Tired? It looks like fatigue is setting in long before GE 13 all across Pakatan ranks. After all it was the “fatigued” Hadi Awang who threw in the towel and said he would not contest in GE 13. Now Rafizi is “tired?”
Given the political dimension of his role within PKR, and his position as arguably the party’s most eloquent and civilised debater, questions are being raised about the real reason for his resignation. Was Azmin taking action against a potential rival? Was Rafizi a victim? Did he jump, or was he pushed out? And what role, if any, did Anwar have in all of this?
Rafizi meanwhile tried to dispel all doubts. He said he needs to rest, is too tired, fatigued.
“Resigning is a normal process. (I) need rest. (It’s) too tiring to work for both the state and the party. Ramadhan is near. (Need) to focus on “ibadah”,” he claimed on twitter.
“I never stay more than two years at a particular job. This one has exceeded two years, time to move on. No political dimension to it,” Rafizi tweeted.
No political dimension? Just knackered?
Meanwhile, as the soap opera unfolded, Selangor Mentri Besar Tan Sri Abdul Khalid Ibrahim’s political secretary Faekah Hussin told the Sun daily via text message that “MBI (Menteri Besar Inc) has yet to receive any letter from Rafizi.”
A source close to Anwar also reportedly claimed that the party had yet to be in contact with Rafizi as he was not answering their phone calls. (He must be a very unhappy bunny if he is not answering calls from Anwar.)
This gets murkier and murkier. The PKR doesn’t know why its own Strategic Director has quit his state post? Rafizi is not answering calls? Clearly this is a political party that needs a strategic direction. Or perhaps group therapy.
Meanwhile, the pro-Azmin Ali camp in the party is reportedly keeping a watchful eye on the growing support of the ‘pro-Wan Azizah’ faction that wants a bigger role for Nurul Izzah. We wonder if Wan Azizah has conferred with the Economic Adviser of Selangor, who is also the political boss of Azmin and Rafizi.
A source in the party’s headquarters had told website Free Malaysia Today (FMT) last month that there are four factions within PKR, each trying to “take control” of the party for their personal agenda.

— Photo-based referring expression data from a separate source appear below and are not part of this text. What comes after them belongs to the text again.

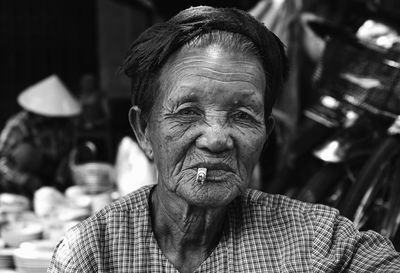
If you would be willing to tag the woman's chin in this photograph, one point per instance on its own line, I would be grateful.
(210, 194)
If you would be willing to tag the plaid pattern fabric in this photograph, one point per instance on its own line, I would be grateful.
(263, 233)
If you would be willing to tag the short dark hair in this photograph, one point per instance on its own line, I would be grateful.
(202, 26)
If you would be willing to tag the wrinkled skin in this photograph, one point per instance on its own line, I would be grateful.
(210, 113)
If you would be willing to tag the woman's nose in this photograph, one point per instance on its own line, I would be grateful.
(215, 139)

The most dominant “teams” are the Anwaristas – Anwar’s hardcore supporters – and Azmin’s supporters. Anwar and Azmin. (A & A are a memorable pair, soon to explain to our legal system their hand gestures and video appearances during the breach of Dateran Merdeka.)
Besides A & A, the remaining two camps are the smaller ‘pro-Wan Azizah’ and ‘pro-Parti Rakyat Malaysia’ factions. The latter group is allegedly led by former party deputy president Syed Husin Ali.
Rafizi has clearly fallen between the cracks, with no strong support from either faction.
He was expected to make his electoral debut in GE 13, but this latest twist in his career may well see him sidelined in the run up to the election. Who knows, maybe he will become the thinking man’s Hasan Ali in PKR.